Ici, ce sont pas moins de deux os qui vont venir perturber les choses. D’abord, en arrivant au pied de la colline, c’est ce brave Cancrelat que nos deux héros aperçoivent dans les rangs d’un détachement confédéré installé là. Un Cancrelat qui devient, au fil des albums, un personnage quasi récurrent, et qui ne manque pas de reconnaître ses ennemis jurés, déguisement ou pas déguisement. Ensuite, après que Blutch et Chesterfield soient quand même parvenus dans le camp de Pendleton, c’est ce pauvre capitaine Stark qui, à son corps défendant, provoque l’ire de Blutch quand celui-ci s’aperçoit que son supérieur attend patiemment la prochaine charge juché sur Arabesque, le cheval du caporal. Le sang de Blutch ne fait qu’un tour, et, oubliant la mission, Chesterfield, Alexander, la guerre et tout autre détail anodin du même genre, décide aussitôt de retourner dans son camp récupérer son cheval. Chesterfield ne pouvant que suivre le mouvement, pour tenter d’arrêter son subordonné, ce qui, du même coup, éveille les soupçons de n’importe quel confédéré normalement constitué. C’est à partir de là que tout part en sucette. As usual ! Mais qu’on se rassure, les canons seront bel et bien détruits, même si Blutch et Chesterfield n’y seront pas pour grand-chose, et Arabesque, à peine Stark aura-t-il commencé à entonner son habituel « CHAAR... », qu’à « GEZ... » elle se sera déjà aplatie des quatre fers au sol. La morale est donc sauve.

Avec cet album, Lambil et Cauvin respectent à la lettre les trois règles du théâtre classique, les unités de temps, tout se passe en une seule journée, ce qui ne calme pourtant pas les ardeurs d’Alexander, pressé de voir les canons détruits, et qui piaffe d’impatience d’envoyer une énième fois ses troupes à l’assaut, sans attendre de savoir si Blutch et Chesterfield ont réussi la mission ou pas, de lieu, entre la base et le sommet d’une unique colline, et d’action, puisque tous les évènements, coups de théâtre compris, s’enchaînent comme à la parade, jusqu’au dénouement final. Quant à nos deux héros, ils augmentent encore leur collection de déguisements.

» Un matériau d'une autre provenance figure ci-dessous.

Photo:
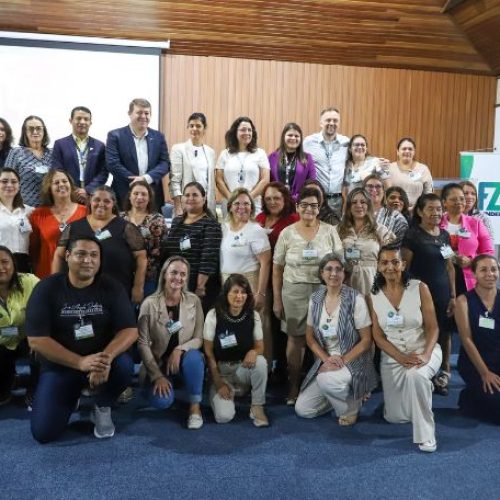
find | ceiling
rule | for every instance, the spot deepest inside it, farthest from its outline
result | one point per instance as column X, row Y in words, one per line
column 413, row 34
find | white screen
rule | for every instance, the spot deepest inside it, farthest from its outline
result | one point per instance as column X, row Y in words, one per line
column 49, row 82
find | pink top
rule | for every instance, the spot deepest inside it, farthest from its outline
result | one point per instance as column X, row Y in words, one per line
column 478, row 241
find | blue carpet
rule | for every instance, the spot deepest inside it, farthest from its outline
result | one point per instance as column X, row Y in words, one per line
column 153, row 455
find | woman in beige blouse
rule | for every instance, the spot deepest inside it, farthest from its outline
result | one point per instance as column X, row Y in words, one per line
column 414, row 177
column 297, row 254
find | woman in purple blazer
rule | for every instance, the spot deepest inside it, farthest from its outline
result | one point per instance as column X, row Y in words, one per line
column 289, row 163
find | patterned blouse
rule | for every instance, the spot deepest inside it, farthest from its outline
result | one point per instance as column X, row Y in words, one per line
column 31, row 170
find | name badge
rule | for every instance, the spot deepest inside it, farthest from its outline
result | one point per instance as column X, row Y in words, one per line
column 463, row 233
column 25, row 226
column 328, row 330
column 102, row 235
column 9, row 331
column 355, row 177
column 309, row 254
column 352, row 253
column 174, row 326
column 83, row 330
column 228, row 340
column 395, row 319
column 446, row 251
column 41, row 169
column 185, row 243
column 485, row 322
column 238, row 241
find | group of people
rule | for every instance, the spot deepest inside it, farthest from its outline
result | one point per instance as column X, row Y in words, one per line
column 322, row 245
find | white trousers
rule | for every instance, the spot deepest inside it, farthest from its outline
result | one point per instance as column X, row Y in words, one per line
column 329, row 390
column 240, row 380
column 408, row 394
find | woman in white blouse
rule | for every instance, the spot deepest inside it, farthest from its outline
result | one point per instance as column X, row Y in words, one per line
column 193, row 161
column 242, row 164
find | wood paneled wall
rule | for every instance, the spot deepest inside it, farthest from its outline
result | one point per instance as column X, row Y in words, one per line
column 444, row 112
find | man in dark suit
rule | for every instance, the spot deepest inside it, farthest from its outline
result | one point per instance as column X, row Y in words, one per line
column 82, row 156
column 137, row 152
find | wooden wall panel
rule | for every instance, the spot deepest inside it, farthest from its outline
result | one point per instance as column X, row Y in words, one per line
column 444, row 112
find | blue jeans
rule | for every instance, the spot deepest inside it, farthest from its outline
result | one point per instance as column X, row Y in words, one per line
column 58, row 391
column 192, row 371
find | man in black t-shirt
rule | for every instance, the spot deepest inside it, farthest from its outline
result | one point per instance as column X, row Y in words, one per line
column 81, row 324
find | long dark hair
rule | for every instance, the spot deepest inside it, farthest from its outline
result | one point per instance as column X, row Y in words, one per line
column 231, row 137
column 379, row 280
column 15, row 284
column 222, row 304
column 17, row 202
column 282, row 147
column 203, row 193
column 289, row 205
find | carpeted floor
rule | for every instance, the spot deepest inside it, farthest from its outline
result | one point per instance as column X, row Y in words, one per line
column 153, row 455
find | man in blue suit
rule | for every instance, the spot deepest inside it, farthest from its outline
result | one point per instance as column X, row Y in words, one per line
column 137, row 152
column 80, row 155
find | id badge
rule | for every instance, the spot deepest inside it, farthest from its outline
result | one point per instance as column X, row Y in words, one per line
column 328, row 330
column 185, row 243
column 41, row 169
column 83, row 331
column 228, row 340
column 352, row 253
column 309, row 254
column 25, row 226
column 174, row 326
column 102, row 235
column 395, row 319
column 9, row 331
column 485, row 322
column 446, row 251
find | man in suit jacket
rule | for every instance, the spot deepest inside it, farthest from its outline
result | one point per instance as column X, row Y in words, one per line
column 80, row 155
column 137, row 152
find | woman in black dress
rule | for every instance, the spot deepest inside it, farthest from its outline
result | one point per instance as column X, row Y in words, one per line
column 428, row 255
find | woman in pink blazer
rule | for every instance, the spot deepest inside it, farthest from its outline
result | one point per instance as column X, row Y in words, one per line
column 469, row 236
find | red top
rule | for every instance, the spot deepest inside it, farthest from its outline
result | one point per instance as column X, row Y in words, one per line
column 278, row 226
column 45, row 235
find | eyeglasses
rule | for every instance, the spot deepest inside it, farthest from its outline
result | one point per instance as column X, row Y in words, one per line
column 37, row 129
column 304, row 206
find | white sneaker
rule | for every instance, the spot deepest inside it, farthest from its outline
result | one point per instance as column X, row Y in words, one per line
column 195, row 421
column 103, row 425
column 428, row 446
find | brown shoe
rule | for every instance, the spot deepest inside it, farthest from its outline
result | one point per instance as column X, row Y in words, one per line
column 258, row 416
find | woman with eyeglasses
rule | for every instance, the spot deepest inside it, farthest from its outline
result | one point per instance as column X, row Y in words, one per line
column 414, row 177
column 339, row 335
column 478, row 321
column 58, row 209
column 428, row 255
column 360, row 163
column 290, row 165
column 470, row 193
column 391, row 219
column 243, row 164
column 297, row 254
column 6, row 140
column 15, row 227
column 362, row 237
column 405, row 329
column 32, row 159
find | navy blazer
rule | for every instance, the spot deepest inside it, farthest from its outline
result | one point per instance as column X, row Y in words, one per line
column 64, row 157
column 121, row 159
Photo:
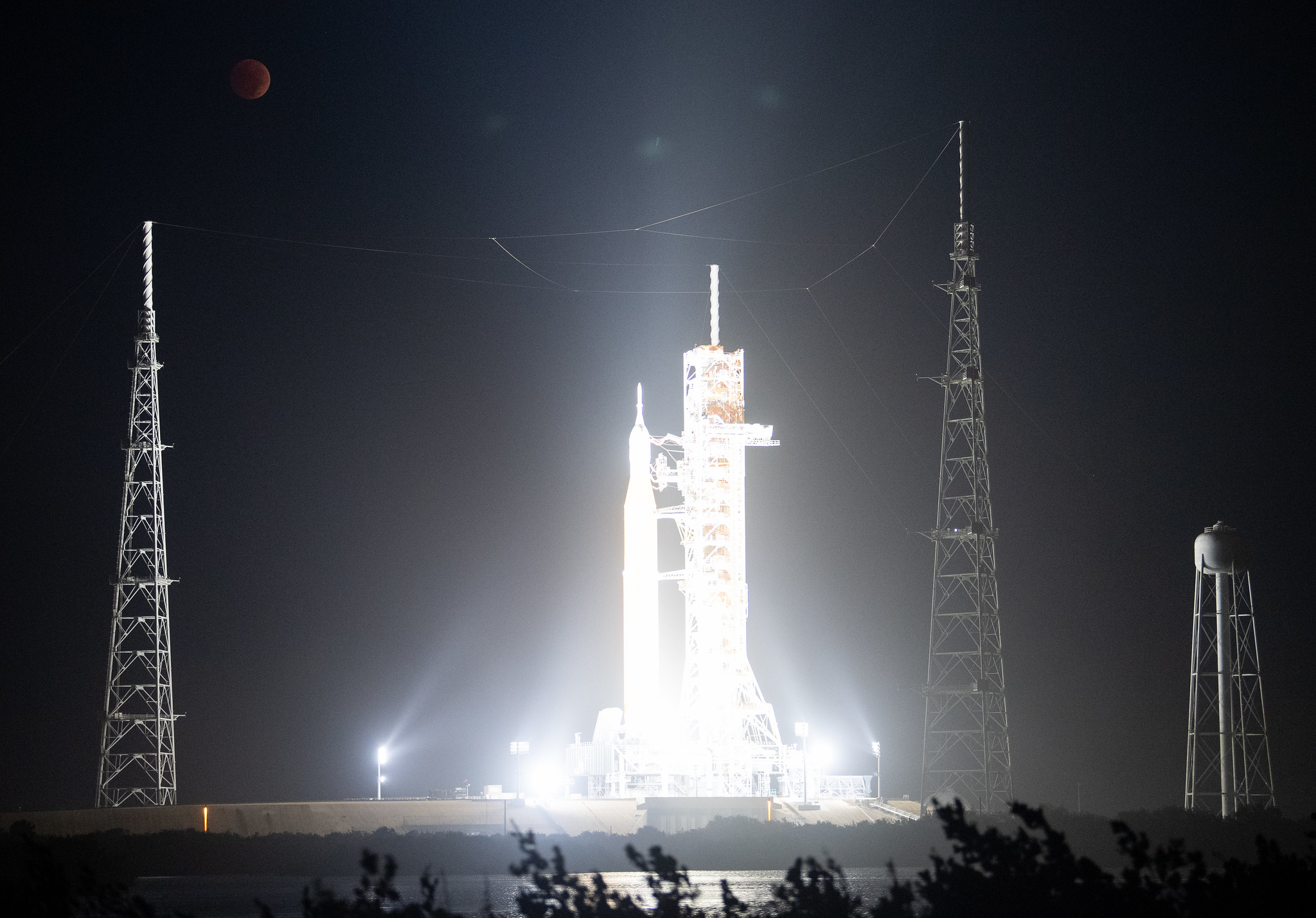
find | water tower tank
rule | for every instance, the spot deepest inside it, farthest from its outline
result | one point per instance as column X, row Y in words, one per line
column 1220, row 550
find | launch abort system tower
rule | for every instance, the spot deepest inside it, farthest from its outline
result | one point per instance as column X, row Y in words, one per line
column 138, row 730
column 966, row 743
column 1228, row 767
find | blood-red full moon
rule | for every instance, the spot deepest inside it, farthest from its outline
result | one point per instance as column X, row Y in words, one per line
column 249, row 79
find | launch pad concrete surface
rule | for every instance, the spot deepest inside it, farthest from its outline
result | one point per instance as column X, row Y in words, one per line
column 478, row 817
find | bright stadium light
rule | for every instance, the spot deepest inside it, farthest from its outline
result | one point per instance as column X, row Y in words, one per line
column 519, row 748
column 876, row 753
column 802, row 730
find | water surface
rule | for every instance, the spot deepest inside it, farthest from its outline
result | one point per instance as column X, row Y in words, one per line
column 233, row 896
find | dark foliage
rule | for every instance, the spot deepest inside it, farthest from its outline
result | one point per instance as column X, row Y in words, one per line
column 1035, row 872
column 990, row 872
column 36, row 883
column 375, row 897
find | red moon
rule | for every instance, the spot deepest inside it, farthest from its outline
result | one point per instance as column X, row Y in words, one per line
column 249, row 79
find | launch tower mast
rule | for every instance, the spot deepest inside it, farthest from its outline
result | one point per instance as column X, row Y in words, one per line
column 138, row 730
column 966, row 743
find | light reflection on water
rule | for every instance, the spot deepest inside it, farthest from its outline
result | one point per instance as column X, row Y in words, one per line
column 233, row 896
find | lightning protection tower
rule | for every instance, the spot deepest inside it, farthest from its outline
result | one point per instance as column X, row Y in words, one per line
column 966, row 743
column 1228, row 767
column 138, row 730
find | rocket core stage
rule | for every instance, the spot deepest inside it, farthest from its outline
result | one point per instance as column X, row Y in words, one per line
column 724, row 739
column 640, row 586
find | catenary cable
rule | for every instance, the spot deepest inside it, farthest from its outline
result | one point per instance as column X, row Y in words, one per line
column 874, row 245
column 60, row 364
column 812, row 402
column 61, row 305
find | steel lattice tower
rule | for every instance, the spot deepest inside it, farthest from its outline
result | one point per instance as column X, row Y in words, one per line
column 1228, row 763
column 966, row 743
column 138, row 732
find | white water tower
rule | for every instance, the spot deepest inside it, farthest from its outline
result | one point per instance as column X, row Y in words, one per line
column 1228, row 767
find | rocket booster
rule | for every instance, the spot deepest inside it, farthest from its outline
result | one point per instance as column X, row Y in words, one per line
column 640, row 586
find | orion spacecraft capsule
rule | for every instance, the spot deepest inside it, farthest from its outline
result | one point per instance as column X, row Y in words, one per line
column 640, row 586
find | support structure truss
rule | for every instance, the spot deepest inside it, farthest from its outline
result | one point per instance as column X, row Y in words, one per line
column 966, row 741
column 138, row 730
column 1236, row 736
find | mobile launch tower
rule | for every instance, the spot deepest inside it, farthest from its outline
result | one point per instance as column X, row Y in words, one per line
column 723, row 739
column 966, row 742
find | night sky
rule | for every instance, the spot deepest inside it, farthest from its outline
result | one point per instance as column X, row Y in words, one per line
column 394, row 497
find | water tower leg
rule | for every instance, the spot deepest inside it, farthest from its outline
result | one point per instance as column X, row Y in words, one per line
column 1224, row 670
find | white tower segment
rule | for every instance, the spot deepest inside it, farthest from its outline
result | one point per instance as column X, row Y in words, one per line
column 722, row 703
column 640, row 586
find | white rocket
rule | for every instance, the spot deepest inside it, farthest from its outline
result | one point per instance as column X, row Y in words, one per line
column 640, row 587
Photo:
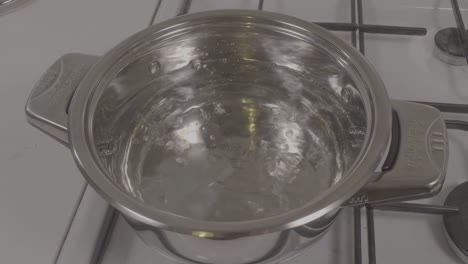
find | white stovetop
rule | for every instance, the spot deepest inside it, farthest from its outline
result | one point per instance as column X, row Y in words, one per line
column 39, row 183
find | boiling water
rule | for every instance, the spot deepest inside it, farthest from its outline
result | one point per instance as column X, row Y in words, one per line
column 237, row 140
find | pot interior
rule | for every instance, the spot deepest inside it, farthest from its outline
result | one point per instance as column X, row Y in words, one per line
column 230, row 122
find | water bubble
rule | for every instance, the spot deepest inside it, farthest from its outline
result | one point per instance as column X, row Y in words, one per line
column 346, row 95
column 284, row 147
column 196, row 64
column 154, row 67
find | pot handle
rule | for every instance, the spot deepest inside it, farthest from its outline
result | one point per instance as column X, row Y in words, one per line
column 416, row 167
column 47, row 105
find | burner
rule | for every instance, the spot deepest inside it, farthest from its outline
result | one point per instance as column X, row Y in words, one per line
column 456, row 224
column 8, row 5
column 449, row 47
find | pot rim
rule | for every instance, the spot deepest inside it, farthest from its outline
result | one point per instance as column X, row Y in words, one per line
column 365, row 167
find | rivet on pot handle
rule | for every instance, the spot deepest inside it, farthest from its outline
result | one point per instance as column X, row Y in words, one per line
column 419, row 167
column 47, row 106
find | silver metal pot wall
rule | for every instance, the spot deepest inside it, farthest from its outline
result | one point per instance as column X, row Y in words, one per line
column 237, row 136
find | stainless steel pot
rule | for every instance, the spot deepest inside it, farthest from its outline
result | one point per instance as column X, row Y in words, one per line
column 237, row 136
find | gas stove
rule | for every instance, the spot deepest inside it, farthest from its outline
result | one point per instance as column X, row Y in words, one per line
column 417, row 48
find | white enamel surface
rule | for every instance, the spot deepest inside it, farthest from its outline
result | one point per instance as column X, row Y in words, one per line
column 39, row 181
column 405, row 63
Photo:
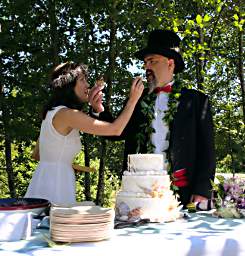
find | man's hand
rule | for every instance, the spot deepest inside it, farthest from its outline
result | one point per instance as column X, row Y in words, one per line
column 96, row 95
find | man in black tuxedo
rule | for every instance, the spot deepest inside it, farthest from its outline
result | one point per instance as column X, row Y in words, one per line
column 187, row 140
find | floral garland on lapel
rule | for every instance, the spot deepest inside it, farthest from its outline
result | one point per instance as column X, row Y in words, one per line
column 147, row 108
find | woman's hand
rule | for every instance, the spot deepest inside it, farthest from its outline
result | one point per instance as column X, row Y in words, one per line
column 136, row 89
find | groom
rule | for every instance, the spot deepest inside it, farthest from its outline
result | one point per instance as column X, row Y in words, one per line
column 171, row 120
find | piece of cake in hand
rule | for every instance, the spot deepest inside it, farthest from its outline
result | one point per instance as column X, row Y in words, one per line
column 145, row 191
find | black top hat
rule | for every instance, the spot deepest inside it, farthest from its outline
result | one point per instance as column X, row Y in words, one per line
column 165, row 43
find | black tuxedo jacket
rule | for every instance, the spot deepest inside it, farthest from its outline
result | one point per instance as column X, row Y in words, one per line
column 191, row 141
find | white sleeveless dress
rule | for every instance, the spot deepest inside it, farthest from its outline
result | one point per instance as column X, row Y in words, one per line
column 54, row 178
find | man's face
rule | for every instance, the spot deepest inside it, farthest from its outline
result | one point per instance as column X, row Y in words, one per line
column 157, row 69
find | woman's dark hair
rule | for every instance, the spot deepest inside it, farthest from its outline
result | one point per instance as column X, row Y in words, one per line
column 63, row 81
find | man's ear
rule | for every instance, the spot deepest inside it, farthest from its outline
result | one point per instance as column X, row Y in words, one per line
column 171, row 64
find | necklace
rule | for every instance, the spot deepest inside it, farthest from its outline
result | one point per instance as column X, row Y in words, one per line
column 147, row 108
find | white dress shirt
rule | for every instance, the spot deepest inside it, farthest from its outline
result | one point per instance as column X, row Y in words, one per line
column 158, row 138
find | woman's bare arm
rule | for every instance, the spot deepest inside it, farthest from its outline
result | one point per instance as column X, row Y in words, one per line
column 78, row 120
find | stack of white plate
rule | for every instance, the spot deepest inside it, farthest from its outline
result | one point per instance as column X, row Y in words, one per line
column 81, row 223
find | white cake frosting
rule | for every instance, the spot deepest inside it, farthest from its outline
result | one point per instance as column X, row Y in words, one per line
column 145, row 191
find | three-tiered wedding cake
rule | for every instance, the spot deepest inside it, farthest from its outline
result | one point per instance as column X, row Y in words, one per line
column 145, row 191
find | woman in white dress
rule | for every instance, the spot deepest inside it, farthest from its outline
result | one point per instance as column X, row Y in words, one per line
column 59, row 139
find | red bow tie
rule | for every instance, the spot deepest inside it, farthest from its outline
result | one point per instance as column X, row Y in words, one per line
column 167, row 88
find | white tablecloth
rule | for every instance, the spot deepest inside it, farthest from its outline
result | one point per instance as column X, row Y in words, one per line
column 200, row 235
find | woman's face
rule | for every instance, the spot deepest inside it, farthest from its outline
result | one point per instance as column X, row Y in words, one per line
column 81, row 89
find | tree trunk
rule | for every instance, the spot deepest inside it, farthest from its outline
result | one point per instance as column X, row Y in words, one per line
column 101, row 181
column 241, row 71
column 108, row 79
column 87, row 181
column 53, row 33
column 7, row 145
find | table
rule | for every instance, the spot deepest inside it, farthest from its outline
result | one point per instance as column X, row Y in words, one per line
column 199, row 235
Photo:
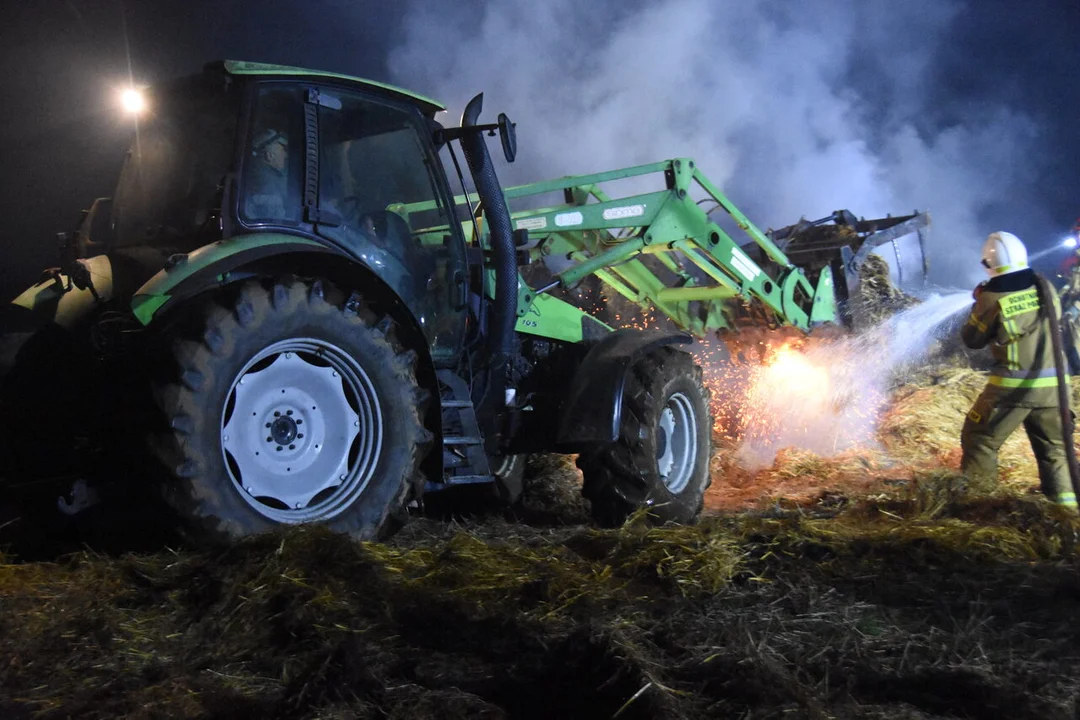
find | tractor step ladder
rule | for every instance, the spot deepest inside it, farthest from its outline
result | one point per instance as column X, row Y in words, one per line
column 464, row 461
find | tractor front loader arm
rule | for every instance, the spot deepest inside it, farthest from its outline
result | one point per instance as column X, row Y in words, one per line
column 662, row 252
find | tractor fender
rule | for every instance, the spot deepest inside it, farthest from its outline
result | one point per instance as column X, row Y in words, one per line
column 229, row 261
column 592, row 411
column 187, row 275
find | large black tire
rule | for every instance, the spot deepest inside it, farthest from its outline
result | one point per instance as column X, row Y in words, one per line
column 241, row 458
column 661, row 459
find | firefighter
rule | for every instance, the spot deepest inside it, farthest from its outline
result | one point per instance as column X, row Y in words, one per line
column 1023, row 383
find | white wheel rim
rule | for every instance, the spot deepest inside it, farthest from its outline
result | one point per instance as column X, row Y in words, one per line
column 677, row 443
column 301, row 431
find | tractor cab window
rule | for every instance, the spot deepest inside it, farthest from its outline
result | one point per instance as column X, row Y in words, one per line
column 273, row 162
column 379, row 195
column 169, row 197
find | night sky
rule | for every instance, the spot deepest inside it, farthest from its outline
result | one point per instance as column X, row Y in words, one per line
column 963, row 108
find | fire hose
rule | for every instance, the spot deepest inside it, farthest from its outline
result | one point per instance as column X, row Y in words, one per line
column 1047, row 296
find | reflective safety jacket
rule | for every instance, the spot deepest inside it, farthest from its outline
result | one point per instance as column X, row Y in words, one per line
column 1008, row 317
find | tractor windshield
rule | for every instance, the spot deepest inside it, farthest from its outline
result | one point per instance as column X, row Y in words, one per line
column 170, row 189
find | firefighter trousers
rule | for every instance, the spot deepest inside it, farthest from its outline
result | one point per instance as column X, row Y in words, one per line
column 987, row 426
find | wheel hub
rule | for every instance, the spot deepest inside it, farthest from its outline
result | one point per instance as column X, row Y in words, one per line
column 677, row 443
column 301, row 432
column 283, row 430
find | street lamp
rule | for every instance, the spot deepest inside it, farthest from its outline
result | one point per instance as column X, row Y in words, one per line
column 132, row 100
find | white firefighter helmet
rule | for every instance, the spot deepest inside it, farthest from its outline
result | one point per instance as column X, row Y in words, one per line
column 1003, row 253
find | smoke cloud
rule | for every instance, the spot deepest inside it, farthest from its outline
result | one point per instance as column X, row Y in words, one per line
column 794, row 109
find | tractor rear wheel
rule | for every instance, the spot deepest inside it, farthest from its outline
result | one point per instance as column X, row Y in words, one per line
column 661, row 459
column 292, row 407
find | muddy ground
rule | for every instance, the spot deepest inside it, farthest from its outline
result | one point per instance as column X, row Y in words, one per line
column 876, row 584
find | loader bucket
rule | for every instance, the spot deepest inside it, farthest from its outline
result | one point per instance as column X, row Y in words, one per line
column 842, row 243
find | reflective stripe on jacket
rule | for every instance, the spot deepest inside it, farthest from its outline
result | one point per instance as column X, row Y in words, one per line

S’ils avaient déjà enfilé des vêtements de paysans, comme Blutch ici, de mémoire, ils n’avaient pas encore revêtu l’habit de pasteur, même si Chesterfield, dans « El padre », s’était déjà travesti en prêtre catholique. Le jour où un éditeur aura la bonne idée de créer des poupées de papier à l’effigie de Blutch et Chestefield, avec leur garde-robe complète à découper, il y aura de quoi occuper quelques longues soirées d’hiver.